A legal decision declared that all publicly funded schools become integrated. A good Judeo-Christian idea.
Result: Creation of a bussing industry which starved the school room of funds
Created a wheeled trap where bullying is has become the norm.
Dumbed down the curriculum to level off school performance standards
Established a false level for dignity. Every child awarded trophy..
Created highschools as hot beds for crime, sex and drugs.
created a no school no work culture. Headline: Minority births exceed white births.
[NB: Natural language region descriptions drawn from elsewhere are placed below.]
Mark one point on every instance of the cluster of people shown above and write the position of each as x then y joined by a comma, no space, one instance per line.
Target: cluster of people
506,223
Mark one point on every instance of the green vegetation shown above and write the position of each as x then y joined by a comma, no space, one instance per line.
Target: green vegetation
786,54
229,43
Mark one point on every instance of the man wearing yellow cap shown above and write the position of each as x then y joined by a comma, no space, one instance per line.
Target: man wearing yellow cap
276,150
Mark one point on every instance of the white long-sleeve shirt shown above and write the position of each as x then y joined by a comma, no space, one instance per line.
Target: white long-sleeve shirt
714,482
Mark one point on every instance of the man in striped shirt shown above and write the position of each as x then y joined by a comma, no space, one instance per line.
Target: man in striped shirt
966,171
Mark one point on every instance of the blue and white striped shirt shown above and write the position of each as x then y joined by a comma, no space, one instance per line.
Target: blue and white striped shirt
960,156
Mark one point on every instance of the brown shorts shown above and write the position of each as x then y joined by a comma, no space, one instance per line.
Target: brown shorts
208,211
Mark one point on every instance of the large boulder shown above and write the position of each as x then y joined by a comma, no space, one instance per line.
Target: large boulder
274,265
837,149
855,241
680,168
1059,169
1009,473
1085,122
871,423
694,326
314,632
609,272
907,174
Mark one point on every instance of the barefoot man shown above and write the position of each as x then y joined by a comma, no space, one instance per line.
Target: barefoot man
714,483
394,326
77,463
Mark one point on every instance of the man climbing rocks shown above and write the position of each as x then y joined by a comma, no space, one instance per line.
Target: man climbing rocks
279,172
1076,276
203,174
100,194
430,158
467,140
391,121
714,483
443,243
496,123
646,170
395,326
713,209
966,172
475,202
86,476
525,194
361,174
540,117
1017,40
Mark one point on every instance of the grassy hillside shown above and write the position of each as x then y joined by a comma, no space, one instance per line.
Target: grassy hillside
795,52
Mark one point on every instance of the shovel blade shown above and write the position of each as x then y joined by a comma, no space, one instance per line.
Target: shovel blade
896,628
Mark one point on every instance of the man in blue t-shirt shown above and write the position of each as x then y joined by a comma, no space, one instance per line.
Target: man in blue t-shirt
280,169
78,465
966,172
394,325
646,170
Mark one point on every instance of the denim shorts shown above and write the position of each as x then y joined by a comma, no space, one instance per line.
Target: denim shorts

No surprise, they have enough time!!!! But then again, this is mainly a problem in the blue states. It seems the red states have a different understanding
.
The biggest problem I see in today’s schools is the lack of parental effort. If people expect teachers to parent their children, as well as teach them, it will never work. Why do charter schools get such high marks? Better teachers? Maybe, but, I think that parents who care enough to send their kids to a charter school also care enough to make sure that the student studies, does homework, etc., and that has more to do with success than how much money is spent. Teachers can’t raise your children because you are too lazy to do it yourself. Let’s get back to some basic parenting, and take responsibility for our kids, instead of expecting someone else to do the job.
Damn Jack,
Don’t you think you are stepping over the line just a weeeee bit on the racial stuff? Freedom of speech–fine, say what you want, but haven’t we graduated from “Separate but equal?” Is this 1960? As someone who went to a high school that was 80% African American, I know where these stereotypes come from. There are huge problems in the emphasis on education in the African American community. There is a self-victimization weight holding African American culture down.
But these are sweeping racist comments. And isolating Blacks in ghettos doesn’t solve our nations problems. My blog is about NOT doing the old crap that held us back in the past. It’s about trying new revolutionizing things to improve society.
Obviously we need to change how things are currently done in education, but going back to 50 years ago can’t help our country raise it’s prosperity, it’s just ignorance.
Noah,
Thank you so much for responding to Jack. My blood began to boil while reading that comment and I’m a white man. There is no place for such bigoted ignorance in this discussion and it solves nothing.